A Different Acts 1:8 Strategy

Why did Jesus say we would be his witnesses in Samaria rather than someplace like Galilee? And why do we often act like he said Galilee rather than Samaria?   Acts 1:8 reads, "But you will receive power when the Holy Spirit has come upon you, and you will be my witnesses in Jerusalem and in all Judea and Samaria, and to the end of the earth."  

One way we look at this (and I'm not saying it's wrong) is that Jerusalem is our community or city; Judea is our state, Samaria is the nation, and the end of the earth is the other nations. But what's strange is the reality that the disciples weren't from Jerusalem and that wasn't even their home.  They were mostly from Galilee.  Yet, Jesus told them to stay in Jerusalem.  Why?

I believe there's another way to look at this mission plan.  

Jerusalem was a place were spiritual discussions were the norm.  There were already many people expecting spiritual things to happen.  There was a spiritual infrastructure with the temple and all the other religious systems. In addition, it was the place everybody was traveling to for spiritual activity and festivals.  There were already spiritually ready people when Acts 2 hit the scene.  You could say that Jerusalem was low hanging fruit.  And maybe that's why the Apostles struggled to leave and God had to bring on Acts 8:1 persecution.  Jerusalem might have been the starting place so the gospel could get a foothold and establish a hub of operations.  

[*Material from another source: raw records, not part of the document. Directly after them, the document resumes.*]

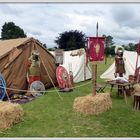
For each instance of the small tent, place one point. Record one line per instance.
(130, 58)
(75, 61)
(14, 54)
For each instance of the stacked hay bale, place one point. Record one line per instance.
(93, 105)
(9, 114)
(137, 88)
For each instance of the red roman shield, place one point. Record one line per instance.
(96, 50)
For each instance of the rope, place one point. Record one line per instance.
(20, 90)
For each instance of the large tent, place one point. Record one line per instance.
(130, 58)
(75, 61)
(14, 54)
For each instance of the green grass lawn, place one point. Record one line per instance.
(49, 116)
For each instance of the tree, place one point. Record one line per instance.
(70, 40)
(11, 31)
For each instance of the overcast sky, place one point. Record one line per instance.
(45, 21)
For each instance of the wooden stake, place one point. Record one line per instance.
(94, 77)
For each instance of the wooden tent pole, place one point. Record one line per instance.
(94, 77)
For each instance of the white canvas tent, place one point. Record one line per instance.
(130, 64)
(76, 64)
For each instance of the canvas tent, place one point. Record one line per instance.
(130, 64)
(14, 54)
(75, 61)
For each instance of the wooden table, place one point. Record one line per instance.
(121, 87)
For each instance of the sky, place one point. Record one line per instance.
(45, 21)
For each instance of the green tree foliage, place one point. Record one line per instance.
(11, 31)
(70, 40)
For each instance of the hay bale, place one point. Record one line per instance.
(10, 113)
(93, 105)
(137, 88)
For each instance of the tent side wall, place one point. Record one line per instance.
(15, 73)
(48, 67)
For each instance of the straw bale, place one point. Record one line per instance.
(10, 113)
(93, 105)
(136, 87)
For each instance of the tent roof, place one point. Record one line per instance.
(7, 45)
(130, 64)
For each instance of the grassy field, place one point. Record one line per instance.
(49, 116)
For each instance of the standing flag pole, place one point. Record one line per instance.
(97, 30)
(94, 70)
(138, 53)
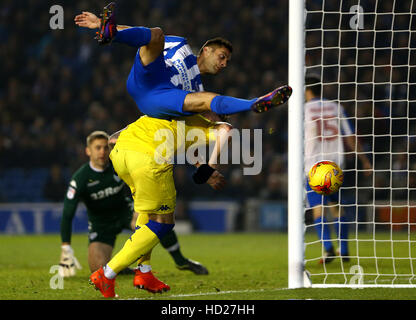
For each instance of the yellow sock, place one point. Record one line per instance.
(137, 247)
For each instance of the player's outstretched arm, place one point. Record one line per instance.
(90, 20)
(87, 20)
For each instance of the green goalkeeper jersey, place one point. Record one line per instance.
(104, 194)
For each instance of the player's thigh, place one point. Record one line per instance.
(163, 102)
(153, 183)
(198, 101)
(117, 157)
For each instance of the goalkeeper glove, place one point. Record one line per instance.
(68, 263)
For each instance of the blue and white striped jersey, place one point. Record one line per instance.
(182, 64)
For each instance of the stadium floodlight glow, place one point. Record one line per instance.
(365, 56)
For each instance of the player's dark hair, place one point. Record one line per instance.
(96, 135)
(313, 83)
(218, 42)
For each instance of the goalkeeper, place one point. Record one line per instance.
(110, 210)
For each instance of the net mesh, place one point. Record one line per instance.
(364, 53)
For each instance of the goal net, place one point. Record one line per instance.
(364, 55)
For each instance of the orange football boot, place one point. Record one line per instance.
(105, 285)
(147, 281)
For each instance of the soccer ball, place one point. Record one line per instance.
(325, 177)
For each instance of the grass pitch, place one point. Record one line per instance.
(243, 266)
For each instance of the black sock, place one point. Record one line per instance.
(170, 243)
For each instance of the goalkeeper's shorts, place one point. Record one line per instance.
(106, 232)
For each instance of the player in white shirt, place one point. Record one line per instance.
(326, 130)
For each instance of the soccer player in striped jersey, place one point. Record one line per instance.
(165, 78)
(110, 210)
(326, 130)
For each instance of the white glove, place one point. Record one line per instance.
(68, 263)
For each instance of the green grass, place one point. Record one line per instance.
(244, 266)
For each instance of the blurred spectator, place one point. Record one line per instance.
(55, 185)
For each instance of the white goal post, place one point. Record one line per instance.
(364, 55)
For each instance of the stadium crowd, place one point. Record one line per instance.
(57, 86)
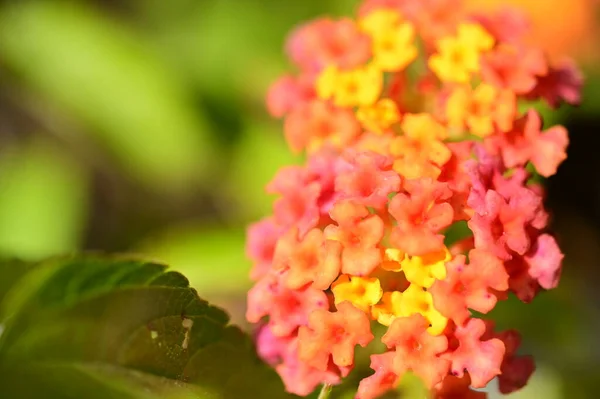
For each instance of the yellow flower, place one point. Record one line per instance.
(457, 57)
(416, 300)
(362, 292)
(481, 109)
(380, 116)
(393, 39)
(424, 270)
(389, 308)
(420, 152)
(356, 87)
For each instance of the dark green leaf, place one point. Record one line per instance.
(115, 328)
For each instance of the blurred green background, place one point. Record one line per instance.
(139, 126)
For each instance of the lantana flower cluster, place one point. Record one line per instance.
(415, 118)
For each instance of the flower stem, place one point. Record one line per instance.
(325, 391)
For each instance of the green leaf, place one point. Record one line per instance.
(99, 327)
(44, 201)
(212, 258)
(104, 75)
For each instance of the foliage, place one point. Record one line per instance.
(100, 327)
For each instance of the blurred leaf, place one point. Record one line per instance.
(110, 328)
(211, 258)
(44, 201)
(103, 74)
(260, 154)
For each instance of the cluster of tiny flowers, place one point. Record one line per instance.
(413, 118)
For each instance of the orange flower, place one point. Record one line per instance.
(315, 124)
(481, 111)
(333, 334)
(360, 234)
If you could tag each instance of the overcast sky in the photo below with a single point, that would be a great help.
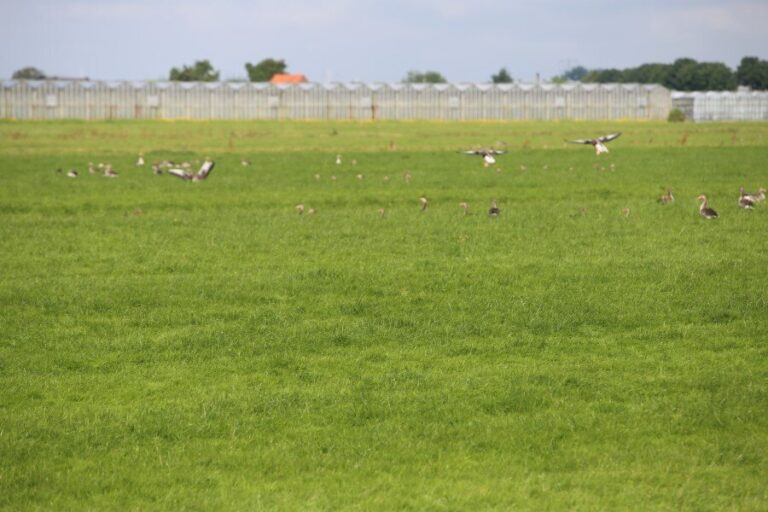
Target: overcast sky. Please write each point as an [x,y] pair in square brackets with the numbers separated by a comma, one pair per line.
[343,40]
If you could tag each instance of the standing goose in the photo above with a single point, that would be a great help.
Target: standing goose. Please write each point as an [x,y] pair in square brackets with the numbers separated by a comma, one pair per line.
[704,210]
[667,197]
[202,174]
[746,201]
[487,155]
[598,143]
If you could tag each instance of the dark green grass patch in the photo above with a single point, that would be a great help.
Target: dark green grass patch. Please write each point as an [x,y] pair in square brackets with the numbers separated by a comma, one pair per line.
[170,345]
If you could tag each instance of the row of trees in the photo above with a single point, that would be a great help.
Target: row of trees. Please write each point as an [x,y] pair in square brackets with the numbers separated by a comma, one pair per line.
[202,71]
[682,75]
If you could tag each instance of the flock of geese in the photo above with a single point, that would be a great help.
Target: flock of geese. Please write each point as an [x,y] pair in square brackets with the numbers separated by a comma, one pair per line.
[747,200]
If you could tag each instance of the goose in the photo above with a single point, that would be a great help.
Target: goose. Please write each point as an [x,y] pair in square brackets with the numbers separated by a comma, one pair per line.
[704,210]
[202,174]
[109,172]
[598,143]
[667,197]
[487,155]
[757,196]
[745,200]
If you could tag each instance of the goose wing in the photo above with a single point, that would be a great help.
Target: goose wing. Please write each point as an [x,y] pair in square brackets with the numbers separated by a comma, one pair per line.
[179,173]
[609,137]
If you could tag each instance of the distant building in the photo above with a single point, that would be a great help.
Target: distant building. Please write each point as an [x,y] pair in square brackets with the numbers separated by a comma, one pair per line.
[284,78]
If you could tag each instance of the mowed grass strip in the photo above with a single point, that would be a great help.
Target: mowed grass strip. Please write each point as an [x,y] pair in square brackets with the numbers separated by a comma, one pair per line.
[170,345]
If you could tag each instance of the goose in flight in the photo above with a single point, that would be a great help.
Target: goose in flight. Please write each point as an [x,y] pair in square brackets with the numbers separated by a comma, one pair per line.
[598,143]
[203,173]
[487,154]
[704,209]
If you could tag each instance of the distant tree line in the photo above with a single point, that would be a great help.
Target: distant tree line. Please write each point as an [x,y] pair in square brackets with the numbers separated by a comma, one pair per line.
[682,75]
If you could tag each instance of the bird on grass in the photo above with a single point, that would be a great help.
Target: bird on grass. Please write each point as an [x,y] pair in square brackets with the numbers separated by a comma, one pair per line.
[745,200]
[667,197]
[598,143]
[202,174]
[487,154]
[704,209]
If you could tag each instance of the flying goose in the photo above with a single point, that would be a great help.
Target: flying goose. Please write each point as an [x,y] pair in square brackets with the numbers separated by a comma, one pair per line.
[202,174]
[745,200]
[598,143]
[487,155]
[667,197]
[704,210]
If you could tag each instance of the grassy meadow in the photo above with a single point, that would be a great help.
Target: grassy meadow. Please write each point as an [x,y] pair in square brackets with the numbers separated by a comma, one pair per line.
[167,345]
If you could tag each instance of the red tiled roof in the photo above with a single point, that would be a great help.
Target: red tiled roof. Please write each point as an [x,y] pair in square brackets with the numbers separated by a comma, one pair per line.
[288,79]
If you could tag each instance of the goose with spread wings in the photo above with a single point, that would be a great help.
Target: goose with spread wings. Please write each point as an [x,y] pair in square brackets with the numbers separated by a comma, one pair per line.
[203,173]
[598,143]
[487,154]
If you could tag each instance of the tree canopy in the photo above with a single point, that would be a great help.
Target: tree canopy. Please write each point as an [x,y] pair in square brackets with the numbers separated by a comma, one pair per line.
[200,71]
[753,73]
[28,73]
[265,70]
[502,77]
[682,75]
[427,77]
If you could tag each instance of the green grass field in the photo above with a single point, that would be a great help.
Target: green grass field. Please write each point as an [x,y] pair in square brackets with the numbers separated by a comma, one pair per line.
[200,346]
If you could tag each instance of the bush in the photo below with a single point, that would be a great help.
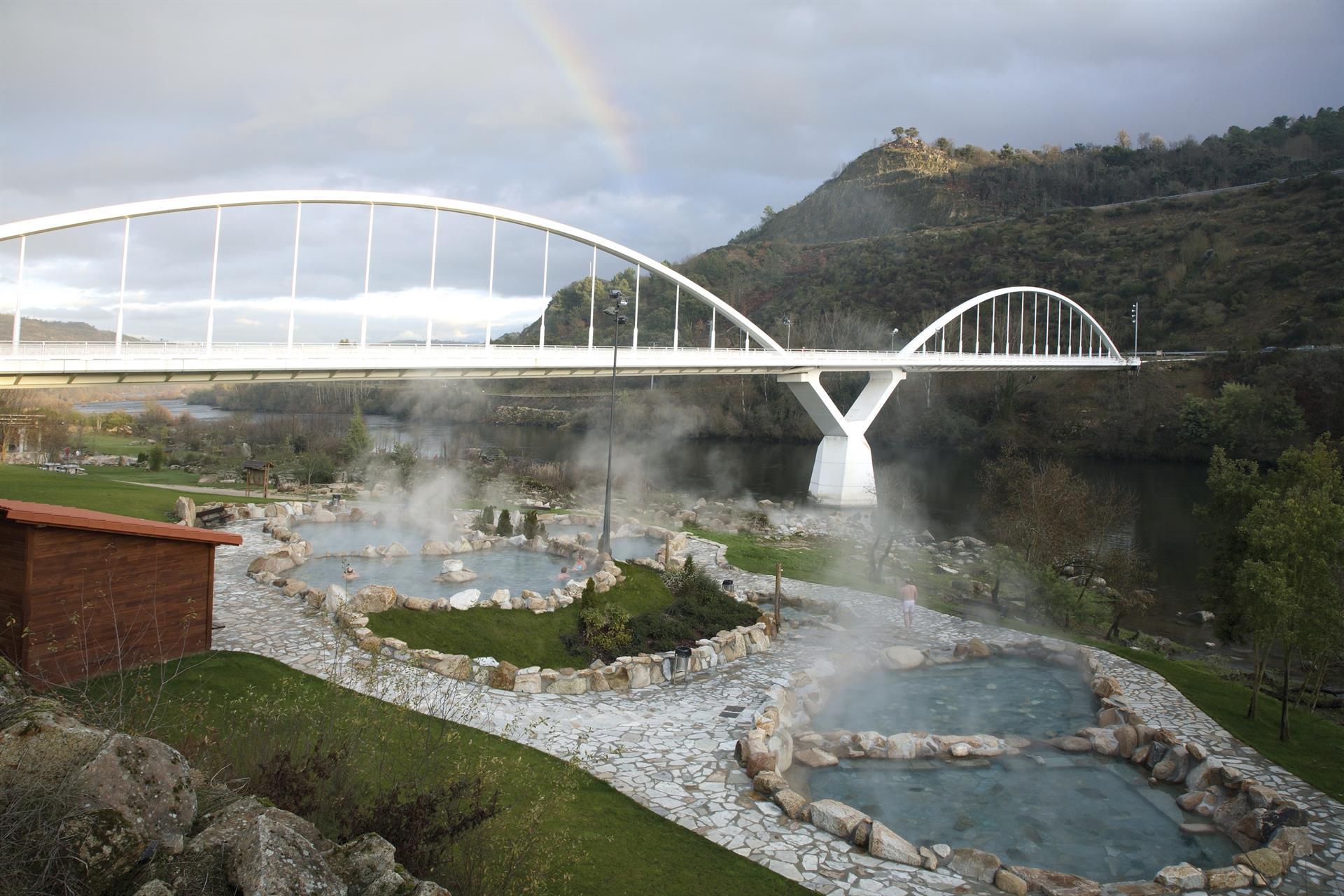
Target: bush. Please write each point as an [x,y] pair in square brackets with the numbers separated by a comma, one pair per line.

Judea is the surrounding area, like a state, but it might have been more than that.  It was the highways and byways.  It was all the smaller communities that could easily be reached from the base of operations.  The idea might have been to start with any receptive people in Jerusalem and start working out.  Nonetheless, take some ground and get moving.  

Next comes Samaria.  

Samaria didn't have the best reputation in the Old Testament.  Sure, it was a home and burial place for kings, but Amos rebuked Ahab for building a elaborate palace.  Then Jezebel convinced her husband to make Samaria the epicenter for Ba'al worship.  And if that wasn't bad enough, she had God's prophets killed there.  In 2 Kings 6, the city is besieged and two women are fighting because they agreed to eat their babies, but after eating one of the babies the other women hid her baby.  The city didn't fall that day, but eventually it did.  The Assyrians end up exiling anyone of any significance, leaving a little more than 27,000 nobodies in Samaria.  Then the imported other concurred countries.  The people started inter-marrying and adopting false Gods.  It was so bad, that when it was time to rebuild Jerusalem Ezra and Nehemiah wouldn't let the people of Samaria take part.   

By the time of the New Testament, the strain between the returned Jews and the left-behind Samaria was so bad Jews had nothing to do with Samaria.  They went the long way around to avoid traveling through there.  

But Jesus had a heart for Samaria.  He not only traveled through Samaria, he stopped and talked with a Samaritan woman at a well, even telling her he was the Christ (something he didn't often do with the Jews).  He not only traveled through, he stayed there two more days. And remember when Jesus was sharing a story with the religious Pharisees about what it means to be a good neighbor? The goats in the story were religious Pharisees and the hero is the guy we call the Good Samaritan.  Jesus even rebuked James and John for wanting to call down fire from heaven to burn up Samaria (see Luke 9:55-56).   

Maybe our Samaria is the place our heart really doesn't want to see saved?  Samaria is the place we avoid.  It's not the sexy mission trip. Samaritans are those we look down on.  And maybe we don't want them in our churches but they rarely come anyway.   Samaria is on the "other side of the tracks."  

Jesus could have said go to Galilee, but I believe he needed to say as you're taking the gospel out from the starting place, don't bypass Samaria.  Go even where you don't want to.  

The end of the earth is when you've circled the globe and there's no place left.  Start where you can get a foothold and start working your way outward, never stoping.  

I wonder if every local church in the world did this, not neglecting Samaria, what might happen?  Share the gospel anywhere you can get something going, then keep working outward.  Help other churches where they're at.  When you go into a new place, get something going and keep working.  But by all means, don't forget or bypass Samaria!